18:12 < sumedhghaisas> zoq: Hey Marcus, had a couple of questions about the architecture.
18:13 < sumedhghaisas> I observed that the 'parameter' input to the evaluate function is not used in FFN
18:13 < sumedhghaisas> So we are assuming that only gradient descend based optimizers will be used?
18:46 < zoq> sumedhghais: That's true, ignoring the input, was the easiest was an easy way to reuse the existing optimizer classes without writing a wrapper. But if you have something in mind, that you think it worth a change, feel free.
18:49 < sumedhghaisas> zoq: yeah I agree. But I am bit confused about the working. So Evaluate returns the loss based on current network parameters
18:51 < sumedhghaisas> but the Gradient function creates gradient in a matrix style
18:51 < sumedhghaisas> for the update
18:51 < sumedhghaisas> so where are the parameters updated? usually they are updated in the optimizer, right?
18:59 < sumedhghaisas> ahh okay... the 'iterate' matrix is passed as the reference to the 'parameters' object of FFN
19:00 < sumedhghaisas> so it gets updated in vanilla update...
19:00 < zoq> yeah, absolutely right
19:01 < sumedhghaisas> but then we can maybe we can somehow parameterize the update policy to accept actual update operation and bypass the entire gradient matrix creation?
19:02 < sumedhghaisas> what do you think?
19:02 < sumedhghaisas> that update operation will implement a forward pass through all the layers and update their individual parameters?
19:07 < zoq> I mean you could do that, I guess the benefit is you would save memory, since you only have to hold the current gradient of layer x.

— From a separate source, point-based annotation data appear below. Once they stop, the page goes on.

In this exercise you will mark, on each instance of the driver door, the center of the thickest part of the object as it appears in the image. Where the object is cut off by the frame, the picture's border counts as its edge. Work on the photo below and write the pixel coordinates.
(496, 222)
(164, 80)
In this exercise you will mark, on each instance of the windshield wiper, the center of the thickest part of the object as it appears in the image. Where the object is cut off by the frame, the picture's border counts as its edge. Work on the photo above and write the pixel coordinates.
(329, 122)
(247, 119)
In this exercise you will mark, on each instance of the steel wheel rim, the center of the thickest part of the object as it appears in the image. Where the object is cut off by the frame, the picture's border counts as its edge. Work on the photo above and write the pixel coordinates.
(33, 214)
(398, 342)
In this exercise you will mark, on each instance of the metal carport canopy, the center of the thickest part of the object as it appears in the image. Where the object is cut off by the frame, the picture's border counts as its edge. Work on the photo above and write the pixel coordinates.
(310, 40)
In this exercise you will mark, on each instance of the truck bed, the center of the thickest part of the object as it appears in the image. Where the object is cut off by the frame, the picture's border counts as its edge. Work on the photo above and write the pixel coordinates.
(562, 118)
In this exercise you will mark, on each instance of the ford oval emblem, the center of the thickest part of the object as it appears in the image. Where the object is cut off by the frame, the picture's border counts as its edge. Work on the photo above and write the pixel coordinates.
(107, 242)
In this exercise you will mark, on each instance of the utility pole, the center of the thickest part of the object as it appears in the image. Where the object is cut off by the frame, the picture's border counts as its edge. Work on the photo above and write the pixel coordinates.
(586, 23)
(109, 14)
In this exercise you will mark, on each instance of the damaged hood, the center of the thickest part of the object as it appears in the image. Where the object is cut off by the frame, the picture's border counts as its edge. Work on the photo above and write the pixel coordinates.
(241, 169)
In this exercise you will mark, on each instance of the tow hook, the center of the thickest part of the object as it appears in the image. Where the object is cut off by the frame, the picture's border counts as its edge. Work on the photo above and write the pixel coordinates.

19:08 < sumedhghaisas> yeah... thats what I was thinking. And we can compute and update at the same time... without actually saving the gradient
19:10 < sumedhghaisas> So the update function will do the work of gradient and update
19:12 < sumedhghaisas> but then we will need to change the gradient function of all the layers... uffff
19:13 < zoq> I like the idea, not sure, there is an easy way to achieve this; the idea was to avoid the implement of a special optimizer for the ann code.
19:14 < zoq> modifiying the Gradient function should be straightforward
19:14 < zoq> but it takes some time, yes
19:15 < sumedhghaisas> yeah... We will save lot of memory access... and also the creation of gradient matrix... which involves lot of matrix reshaping
19:17 < sumedhghaisas> okay I will create a github issue for this and try to work it out
19:18 < sumedhghaisas> also ... Should I use the BatchNorm pull request and modify it... cause except for some small changes and adding support for convolutional layers, the code looks good to me
19:19 < zoq> opening a new issue is a good idea
19:19 < zoq> yeah, the BatchNorm PR looks good for me too
19:20 < sumedhghaisas> okay... I will try to replace some architectural changes in place of the batch norm implementation... cause most of my work is already done by him there :P
19:21 < zoq> if you like, sure :)
20:10 < sumedhghaisas> zoq: On a separate note, do you think building the network static rather than dynamic will have speed up?
20:11 < sumedhghaisas> just a curiosity, I dont yet have an architecture to do that :)
21:23 < zoq> sumedhghais: I think the performance boost you probably get is negligible.